A good start when programming efficiently is to know how much memory different data types and operations require. It is implementation-dependent how much memory the Erlang data types and other items consume, but the following table shows some figures 60 second binary option the erts-8. The unit of measurement is memory words.
There exists both a 32-bit and a 64-bit implementation. A word is therefore 4 bytes or 8 bytes, respectively. An atom refers into an atom table, which also consumes memory. The atom text is stored once for each unique atom in this table. The atom table is not garbage-collected. 8 due to the probabilistic nature of the internal HAMT data structure.
5 words for a process identifier from another node. A process identifier refers into a process table and a node table, which also consumes memory. 5 words for a port identifier from another node. A port identifier refers into a port table and a node table, which also consumes memory. 7 words for a reference from another node. 6 words for a reference from another node. A reference refers into a node table, which also consumes memory.
A fun refers into a fun table, which also consumes memory. 338 words when spawned, including a heap of 233 words. The Erlang language specification puts no limits on the number of processes, length of atoms, and so on. However, for performance and memory saving reasons, there will always be limits in a practical implementation of the Erlang language and execution environment.
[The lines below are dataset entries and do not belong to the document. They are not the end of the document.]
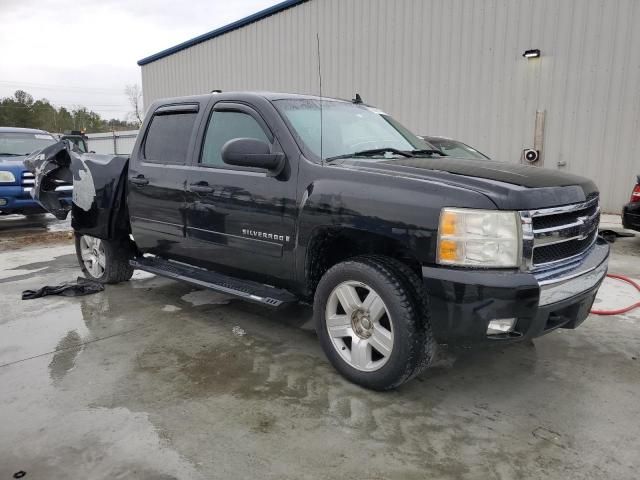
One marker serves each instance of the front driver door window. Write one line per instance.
(240, 218)
(225, 126)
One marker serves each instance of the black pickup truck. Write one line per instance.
(278, 198)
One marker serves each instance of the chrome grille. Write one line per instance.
(554, 235)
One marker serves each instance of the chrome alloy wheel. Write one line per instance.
(359, 326)
(93, 255)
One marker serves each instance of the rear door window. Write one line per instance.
(168, 138)
(224, 126)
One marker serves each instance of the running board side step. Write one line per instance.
(245, 289)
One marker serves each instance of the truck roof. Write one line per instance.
(247, 95)
(21, 130)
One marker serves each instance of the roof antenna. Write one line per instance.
(320, 86)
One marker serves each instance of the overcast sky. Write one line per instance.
(85, 52)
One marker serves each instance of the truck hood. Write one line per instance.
(509, 186)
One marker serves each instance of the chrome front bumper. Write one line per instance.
(571, 280)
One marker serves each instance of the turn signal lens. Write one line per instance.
(448, 223)
(483, 238)
(448, 250)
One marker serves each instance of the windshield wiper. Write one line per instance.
(428, 152)
(370, 153)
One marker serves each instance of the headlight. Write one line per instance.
(478, 238)
(7, 177)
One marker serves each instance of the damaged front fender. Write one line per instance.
(98, 205)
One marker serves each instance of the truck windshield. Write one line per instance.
(19, 144)
(347, 128)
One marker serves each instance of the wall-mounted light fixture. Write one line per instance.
(534, 53)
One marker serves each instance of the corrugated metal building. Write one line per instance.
(113, 143)
(447, 67)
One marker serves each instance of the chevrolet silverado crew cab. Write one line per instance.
(278, 198)
(16, 181)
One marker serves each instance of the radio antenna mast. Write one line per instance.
(320, 86)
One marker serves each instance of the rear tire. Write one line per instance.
(372, 321)
(104, 261)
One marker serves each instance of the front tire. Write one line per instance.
(104, 261)
(373, 323)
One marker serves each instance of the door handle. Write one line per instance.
(139, 180)
(201, 187)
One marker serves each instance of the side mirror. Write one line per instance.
(249, 152)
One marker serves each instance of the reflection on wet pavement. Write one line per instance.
(148, 380)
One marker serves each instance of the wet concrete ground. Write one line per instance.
(153, 379)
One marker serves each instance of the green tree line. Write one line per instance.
(21, 110)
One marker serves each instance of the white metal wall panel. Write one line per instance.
(453, 68)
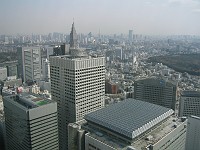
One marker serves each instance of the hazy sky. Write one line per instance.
(110, 16)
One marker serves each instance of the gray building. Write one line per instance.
(30, 123)
(78, 85)
(29, 63)
(189, 104)
(193, 133)
(11, 67)
(3, 73)
(156, 91)
(129, 125)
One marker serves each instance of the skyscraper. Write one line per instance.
(30, 122)
(130, 36)
(78, 86)
(193, 133)
(189, 104)
(156, 91)
(29, 63)
(73, 38)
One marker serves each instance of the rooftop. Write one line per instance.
(149, 138)
(30, 100)
(74, 57)
(130, 117)
(190, 94)
(157, 81)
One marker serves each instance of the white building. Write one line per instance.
(78, 86)
(29, 63)
(193, 133)
(30, 123)
(189, 103)
(3, 73)
(129, 125)
(45, 70)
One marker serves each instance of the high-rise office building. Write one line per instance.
(156, 91)
(189, 104)
(29, 59)
(130, 36)
(30, 123)
(193, 133)
(73, 38)
(129, 125)
(78, 86)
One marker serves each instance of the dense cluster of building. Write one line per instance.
(66, 97)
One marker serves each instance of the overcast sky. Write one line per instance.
(109, 16)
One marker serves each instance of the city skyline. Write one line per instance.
(143, 17)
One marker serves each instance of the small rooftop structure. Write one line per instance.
(190, 93)
(30, 101)
(130, 117)
(157, 81)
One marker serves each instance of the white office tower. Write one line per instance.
(129, 125)
(45, 70)
(193, 133)
(29, 63)
(189, 104)
(78, 86)
(31, 123)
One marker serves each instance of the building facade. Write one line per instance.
(189, 104)
(3, 74)
(30, 123)
(156, 91)
(129, 125)
(29, 59)
(193, 133)
(78, 86)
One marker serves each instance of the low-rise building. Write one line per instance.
(129, 125)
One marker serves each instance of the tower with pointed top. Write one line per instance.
(73, 38)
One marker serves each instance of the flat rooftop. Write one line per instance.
(130, 117)
(157, 81)
(74, 57)
(190, 93)
(144, 141)
(31, 101)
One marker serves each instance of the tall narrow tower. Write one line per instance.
(73, 38)
(78, 86)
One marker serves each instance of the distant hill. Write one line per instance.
(189, 63)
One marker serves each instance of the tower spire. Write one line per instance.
(73, 37)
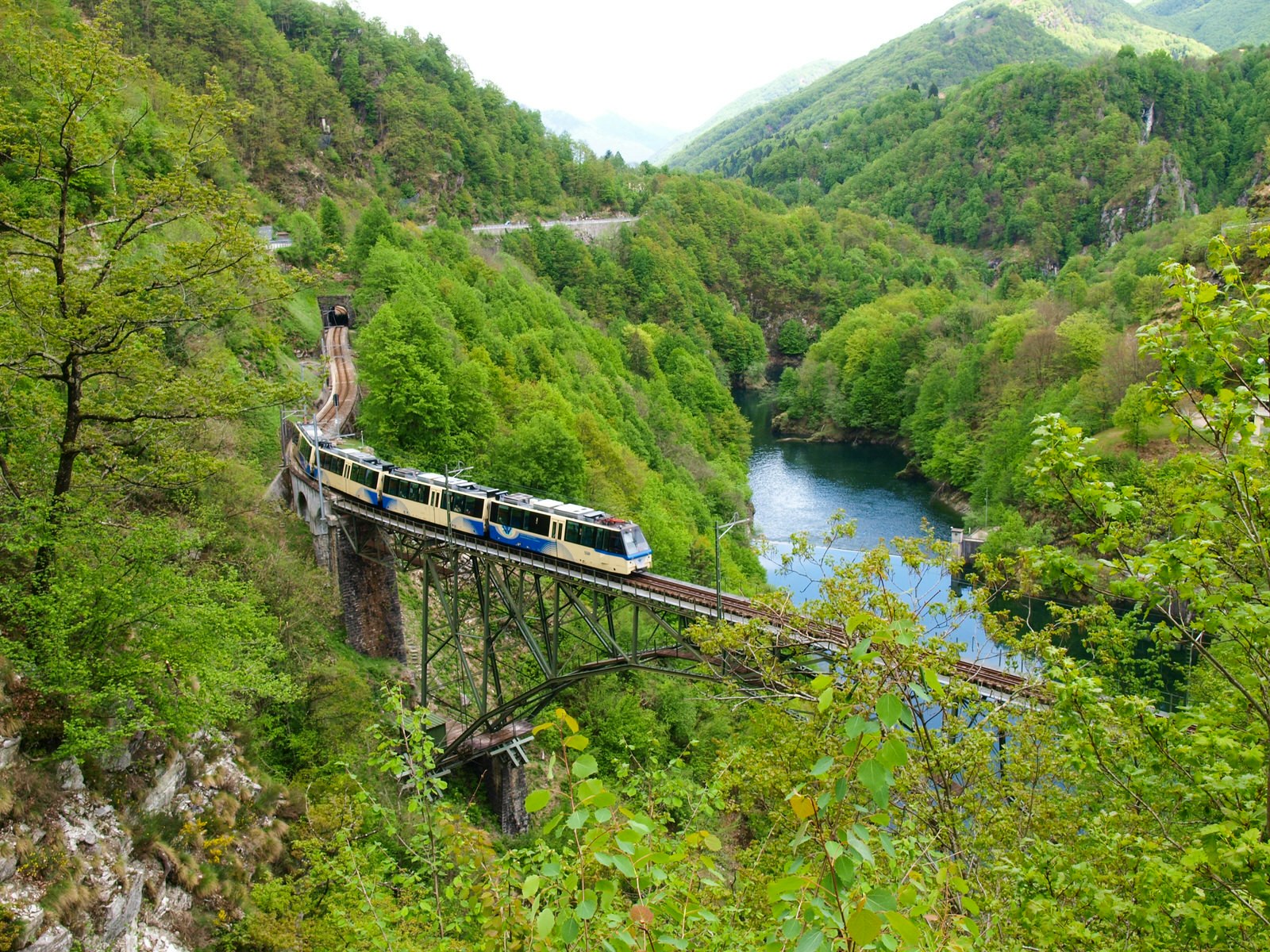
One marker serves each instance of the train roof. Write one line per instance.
(571, 511)
(366, 457)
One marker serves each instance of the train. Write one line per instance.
(564, 531)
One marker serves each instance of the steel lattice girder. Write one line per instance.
(562, 631)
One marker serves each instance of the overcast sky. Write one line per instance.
(666, 63)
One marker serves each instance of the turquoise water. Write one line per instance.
(798, 488)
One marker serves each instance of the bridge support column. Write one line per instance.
(308, 505)
(368, 589)
(506, 790)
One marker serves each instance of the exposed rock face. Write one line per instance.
(122, 908)
(1170, 196)
(22, 899)
(70, 776)
(57, 939)
(165, 787)
(368, 590)
(127, 903)
(10, 750)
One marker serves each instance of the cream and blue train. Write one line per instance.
(564, 531)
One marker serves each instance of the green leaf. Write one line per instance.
(906, 928)
(882, 900)
(891, 710)
(893, 753)
(821, 682)
(810, 941)
(545, 924)
(876, 778)
(864, 927)
(785, 886)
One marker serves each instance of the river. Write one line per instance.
(798, 486)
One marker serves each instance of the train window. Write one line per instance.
(635, 541)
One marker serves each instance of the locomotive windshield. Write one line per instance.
(635, 543)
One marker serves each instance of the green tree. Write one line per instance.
(1134, 414)
(330, 222)
(124, 258)
(791, 340)
(306, 240)
(374, 225)
(120, 251)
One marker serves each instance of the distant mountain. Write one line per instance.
(1038, 160)
(783, 86)
(968, 41)
(1219, 23)
(613, 133)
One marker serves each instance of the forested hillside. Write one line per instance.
(342, 106)
(968, 41)
(192, 757)
(1038, 162)
(1221, 25)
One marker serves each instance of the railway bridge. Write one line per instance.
(502, 631)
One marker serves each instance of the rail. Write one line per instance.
(667, 593)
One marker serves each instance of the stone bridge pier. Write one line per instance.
(360, 556)
(366, 569)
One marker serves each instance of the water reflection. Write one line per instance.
(799, 486)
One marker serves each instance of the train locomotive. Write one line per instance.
(564, 531)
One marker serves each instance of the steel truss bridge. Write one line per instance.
(505, 630)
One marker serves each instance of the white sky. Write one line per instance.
(660, 63)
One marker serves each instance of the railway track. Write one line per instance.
(683, 597)
(340, 393)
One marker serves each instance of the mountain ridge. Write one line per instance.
(968, 41)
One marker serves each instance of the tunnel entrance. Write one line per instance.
(337, 310)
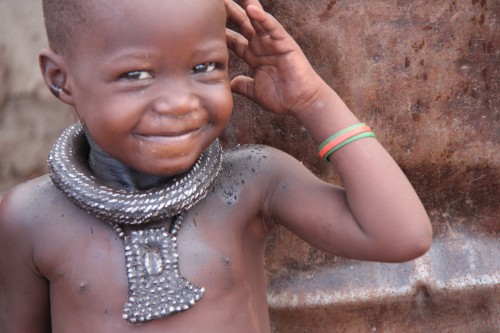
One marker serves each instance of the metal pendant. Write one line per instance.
(156, 289)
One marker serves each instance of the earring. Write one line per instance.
(56, 90)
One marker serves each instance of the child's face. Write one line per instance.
(150, 81)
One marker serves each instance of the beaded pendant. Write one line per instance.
(156, 288)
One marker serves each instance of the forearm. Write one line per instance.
(380, 197)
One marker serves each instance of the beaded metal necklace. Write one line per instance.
(155, 287)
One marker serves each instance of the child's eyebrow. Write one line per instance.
(212, 48)
(131, 55)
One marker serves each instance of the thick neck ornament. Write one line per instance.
(70, 174)
(155, 287)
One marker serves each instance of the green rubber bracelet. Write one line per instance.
(346, 142)
(336, 135)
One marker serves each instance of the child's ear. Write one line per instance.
(53, 67)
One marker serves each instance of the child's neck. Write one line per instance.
(116, 174)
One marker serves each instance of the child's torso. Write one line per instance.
(220, 246)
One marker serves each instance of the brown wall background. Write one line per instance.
(425, 75)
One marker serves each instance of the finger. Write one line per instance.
(238, 15)
(246, 3)
(244, 86)
(265, 24)
(237, 43)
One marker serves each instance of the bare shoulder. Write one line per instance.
(27, 209)
(24, 202)
(259, 160)
(261, 170)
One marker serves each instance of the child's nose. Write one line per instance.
(175, 100)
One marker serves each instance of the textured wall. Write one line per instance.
(425, 75)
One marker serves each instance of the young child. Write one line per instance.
(133, 230)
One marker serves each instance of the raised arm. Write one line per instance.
(24, 293)
(378, 215)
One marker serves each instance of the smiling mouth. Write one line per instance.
(165, 138)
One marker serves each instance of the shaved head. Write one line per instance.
(64, 20)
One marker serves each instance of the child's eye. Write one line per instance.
(136, 75)
(205, 67)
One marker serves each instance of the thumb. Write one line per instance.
(244, 86)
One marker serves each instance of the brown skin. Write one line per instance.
(45, 241)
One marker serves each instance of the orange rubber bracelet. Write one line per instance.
(338, 140)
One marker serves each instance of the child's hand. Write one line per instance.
(283, 80)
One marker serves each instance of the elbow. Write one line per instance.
(415, 244)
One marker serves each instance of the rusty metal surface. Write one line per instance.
(426, 76)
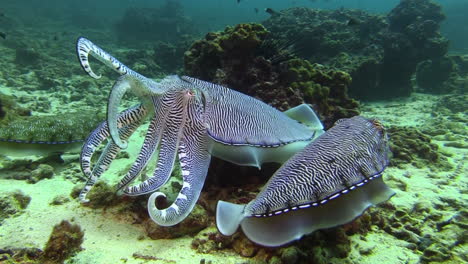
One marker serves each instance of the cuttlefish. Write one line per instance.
(329, 183)
(191, 120)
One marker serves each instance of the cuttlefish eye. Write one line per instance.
(378, 124)
(191, 93)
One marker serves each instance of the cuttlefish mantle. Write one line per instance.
(329, 183)
(191, 120)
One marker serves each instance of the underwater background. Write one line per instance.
(402, 62)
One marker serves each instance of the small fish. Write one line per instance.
(271, 11)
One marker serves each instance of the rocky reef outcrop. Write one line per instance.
(247, 59)
(380, 52)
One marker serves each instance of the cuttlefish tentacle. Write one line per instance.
(147, 150)
(84, 48)
(194, 157)
(130, 80)
(130, 120)
(330, 182)
(105, 159)
(173, 131)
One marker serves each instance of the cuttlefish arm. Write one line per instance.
(173, 128)
(150, 144)
(194, 157)
(129, 81)
(129, 120)
(330, 182)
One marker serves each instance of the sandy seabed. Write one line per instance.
(110, 236)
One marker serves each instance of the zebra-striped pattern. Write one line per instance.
(240, 120)
(175, 103)
(194, 157)
(352, 153)
(85, 47)
(129, 120)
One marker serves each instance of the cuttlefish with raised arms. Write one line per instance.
(192, 120)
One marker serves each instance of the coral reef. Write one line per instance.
(432, 75)
(415, 224)
(246, 59)
(65, 240)
(371, 48)
(410, 146)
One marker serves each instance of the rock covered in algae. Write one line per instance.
(371, 47)
(65, 127)
(196, 221)
(410, 146)
(10, 110)
(13, 204)
(65, 240)
(247, 59)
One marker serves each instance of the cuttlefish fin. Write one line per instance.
(194, 158)
(306, 115)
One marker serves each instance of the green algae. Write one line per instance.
(410, 146)
(61, 128)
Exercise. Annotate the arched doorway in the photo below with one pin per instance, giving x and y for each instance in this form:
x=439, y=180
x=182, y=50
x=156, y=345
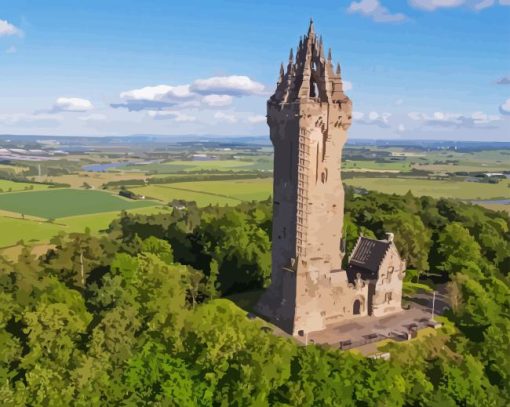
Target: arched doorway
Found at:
x=356, y=307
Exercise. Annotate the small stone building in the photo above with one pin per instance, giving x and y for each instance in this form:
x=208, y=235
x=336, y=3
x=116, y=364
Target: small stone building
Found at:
x=378, y=264
x=308, y=116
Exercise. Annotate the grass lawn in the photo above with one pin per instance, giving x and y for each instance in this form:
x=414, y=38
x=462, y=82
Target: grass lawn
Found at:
x=355, y=165
x=436, y=189
x=59, y=203
x=189, y=166
x=167, y=192
x=229, y=192
x=11, y=186
x=497, y=207
x=94, y=179
x=100, y=221
x=242, y=189
x=12, y=169
x=12, y=230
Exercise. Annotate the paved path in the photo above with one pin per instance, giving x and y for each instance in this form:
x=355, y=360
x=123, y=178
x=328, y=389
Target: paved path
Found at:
x=364, y=329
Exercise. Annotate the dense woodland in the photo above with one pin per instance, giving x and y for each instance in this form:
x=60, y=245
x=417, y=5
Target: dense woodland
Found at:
x=138, y=315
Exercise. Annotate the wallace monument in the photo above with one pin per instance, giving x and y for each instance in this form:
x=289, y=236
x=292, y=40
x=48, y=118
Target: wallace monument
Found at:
x=308, y=116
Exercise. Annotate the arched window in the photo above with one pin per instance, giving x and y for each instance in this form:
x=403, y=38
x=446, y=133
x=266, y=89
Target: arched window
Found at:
x=356, y=307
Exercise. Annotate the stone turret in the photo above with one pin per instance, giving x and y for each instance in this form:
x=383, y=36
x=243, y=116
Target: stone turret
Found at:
x=308, y=116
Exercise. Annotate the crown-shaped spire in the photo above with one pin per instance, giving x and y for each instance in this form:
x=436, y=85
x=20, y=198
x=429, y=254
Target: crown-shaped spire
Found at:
x=310, y=75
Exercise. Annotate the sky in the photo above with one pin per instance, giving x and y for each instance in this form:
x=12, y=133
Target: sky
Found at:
x=414, y=69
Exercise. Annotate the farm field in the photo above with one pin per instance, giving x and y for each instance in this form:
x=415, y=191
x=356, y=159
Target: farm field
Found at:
x=189, y=166
x=94, y=179
x=359, y=165
x=59, y=203
x=100, y=221
x=436, y=189
x=229, y=192
x=497, y=207
x=11, y=186
x=12, y=230
x=12, y=169
x=167, y=192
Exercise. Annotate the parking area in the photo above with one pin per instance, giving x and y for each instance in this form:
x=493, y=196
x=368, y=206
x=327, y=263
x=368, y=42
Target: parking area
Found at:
x=366, y=330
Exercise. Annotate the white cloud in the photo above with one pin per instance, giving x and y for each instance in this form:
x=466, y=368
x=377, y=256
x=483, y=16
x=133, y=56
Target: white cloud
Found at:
x=225, y=117
x=505, y=107
x=30, y=120
x=155, y=97
x=7, y=29
x=217, y=100
x=257, y=119
x=372, y=119
x=64, y=104
x=443, y=119
x=432, y=5
x=213, y=92
x=376, y=11
x=93, y=117
x=234, y=85
x=484, y=4
x=171, y=115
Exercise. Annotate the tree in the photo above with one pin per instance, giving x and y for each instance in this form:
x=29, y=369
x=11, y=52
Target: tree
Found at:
x=459, y=251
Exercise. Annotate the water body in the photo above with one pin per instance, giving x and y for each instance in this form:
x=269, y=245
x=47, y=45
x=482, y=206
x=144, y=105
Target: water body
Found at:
x=493, y=202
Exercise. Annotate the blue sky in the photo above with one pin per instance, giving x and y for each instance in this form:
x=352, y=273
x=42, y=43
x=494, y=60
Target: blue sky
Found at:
x=435, y=69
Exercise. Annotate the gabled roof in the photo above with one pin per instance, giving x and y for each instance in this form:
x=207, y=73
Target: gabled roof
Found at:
x=368, y=253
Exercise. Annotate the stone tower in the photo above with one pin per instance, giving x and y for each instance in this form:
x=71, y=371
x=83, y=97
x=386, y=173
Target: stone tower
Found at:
x=308, y=116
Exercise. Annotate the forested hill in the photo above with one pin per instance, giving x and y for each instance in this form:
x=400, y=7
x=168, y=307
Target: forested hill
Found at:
x=139, y=315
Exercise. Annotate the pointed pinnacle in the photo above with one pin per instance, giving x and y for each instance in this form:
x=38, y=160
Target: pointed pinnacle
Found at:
x=310, y=29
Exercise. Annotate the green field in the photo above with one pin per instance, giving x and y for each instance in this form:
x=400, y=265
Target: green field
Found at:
x=59, y=203
x=436, y=189
x=12, y=230
x=12, y=169
x=359, y=165
x=229, y=192
x=190, y=166
x=100, y=221
x=11, y=186
x=166, y=194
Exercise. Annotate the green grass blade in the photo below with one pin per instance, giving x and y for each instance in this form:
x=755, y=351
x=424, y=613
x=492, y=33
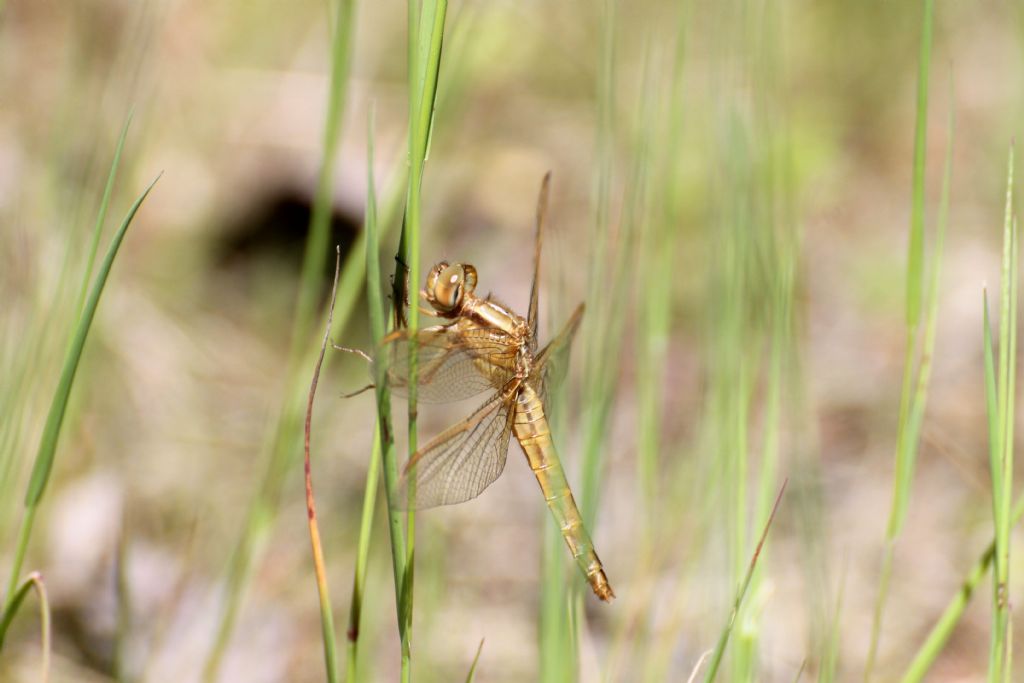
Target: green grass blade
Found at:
x=906, y=443
x=281, y=451
x=426, y=29
x=33, y=581
x=1004, y=417
x=476, y=659
x=915, y=255
x=723, y=640
x=97, y=228
x=54, y=420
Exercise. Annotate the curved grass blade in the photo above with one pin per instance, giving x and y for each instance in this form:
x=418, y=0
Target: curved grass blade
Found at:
x=34, y=580
x=280, y=446
x=476, y=659
x=54, y=420
x=327, y=615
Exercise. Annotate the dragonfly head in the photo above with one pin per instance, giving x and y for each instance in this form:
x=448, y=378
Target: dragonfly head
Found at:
x=448, y=286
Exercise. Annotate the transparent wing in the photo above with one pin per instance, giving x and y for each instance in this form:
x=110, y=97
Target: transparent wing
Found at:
x=454, y=363
x=552, y=363
x=463, y=460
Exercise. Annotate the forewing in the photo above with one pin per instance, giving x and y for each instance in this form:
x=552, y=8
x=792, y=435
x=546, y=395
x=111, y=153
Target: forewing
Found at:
x=454, y=364
x=464, y=460
x=552, y=363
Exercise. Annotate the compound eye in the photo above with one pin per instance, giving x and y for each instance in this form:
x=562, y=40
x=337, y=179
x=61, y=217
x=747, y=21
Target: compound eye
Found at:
x=449, y=287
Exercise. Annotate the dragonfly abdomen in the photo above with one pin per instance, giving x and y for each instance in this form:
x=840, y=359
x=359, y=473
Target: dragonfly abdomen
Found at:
x=530, y=429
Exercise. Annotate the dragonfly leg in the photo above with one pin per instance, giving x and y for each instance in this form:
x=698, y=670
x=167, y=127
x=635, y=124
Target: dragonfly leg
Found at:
x=359, y=352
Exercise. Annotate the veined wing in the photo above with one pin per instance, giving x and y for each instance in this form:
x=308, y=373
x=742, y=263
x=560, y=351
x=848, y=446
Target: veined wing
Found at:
x=552, y=363
x=463, y=460
x=454, y=363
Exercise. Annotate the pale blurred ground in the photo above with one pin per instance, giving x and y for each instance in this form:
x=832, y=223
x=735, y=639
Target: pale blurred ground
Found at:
x=184, y=367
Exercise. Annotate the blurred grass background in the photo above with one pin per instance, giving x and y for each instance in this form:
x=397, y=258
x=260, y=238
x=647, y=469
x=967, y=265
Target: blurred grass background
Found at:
x=731, y=197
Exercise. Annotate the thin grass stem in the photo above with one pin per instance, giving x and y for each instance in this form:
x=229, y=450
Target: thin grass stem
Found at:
x=46, y=455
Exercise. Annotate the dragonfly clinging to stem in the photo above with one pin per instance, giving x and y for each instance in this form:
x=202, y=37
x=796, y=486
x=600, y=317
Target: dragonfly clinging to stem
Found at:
x=483, y=346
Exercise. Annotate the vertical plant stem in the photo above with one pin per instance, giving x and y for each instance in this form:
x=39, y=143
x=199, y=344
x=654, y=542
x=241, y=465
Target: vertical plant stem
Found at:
x=46, y=455
x=907, y=438
x=285, y=432
x=383, y=436
x=426, y=30
x=327, y=615
x=1001, y=418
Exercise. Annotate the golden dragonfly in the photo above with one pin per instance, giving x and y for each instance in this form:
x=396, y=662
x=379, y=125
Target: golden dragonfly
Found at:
x=483, y=346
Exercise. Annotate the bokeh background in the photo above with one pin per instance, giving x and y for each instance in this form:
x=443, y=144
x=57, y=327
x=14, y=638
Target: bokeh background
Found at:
x=752, y=162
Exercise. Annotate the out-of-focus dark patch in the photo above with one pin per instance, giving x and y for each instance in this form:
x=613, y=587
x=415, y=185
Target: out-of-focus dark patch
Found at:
x=275, y=228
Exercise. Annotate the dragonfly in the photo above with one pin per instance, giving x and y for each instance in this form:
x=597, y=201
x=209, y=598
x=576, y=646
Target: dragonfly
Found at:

The maximum number of simultaneously alive Erlang processes is by default 262,144.
This limit can be configured at startup. Y on X, or if X and Y are connected. All data concerning remote nodes, except for the node name atom, are garbage-collected. By default, the maximum number of atoms is 1,048,576. In the 32-bit implementation of Erlang, 536,870,911 bytes is the largest binary that can be constructed or matched using the bit syntax. In the 64-bit implementation, the maximum size is 2,305,843,009,213,693,951 bytes.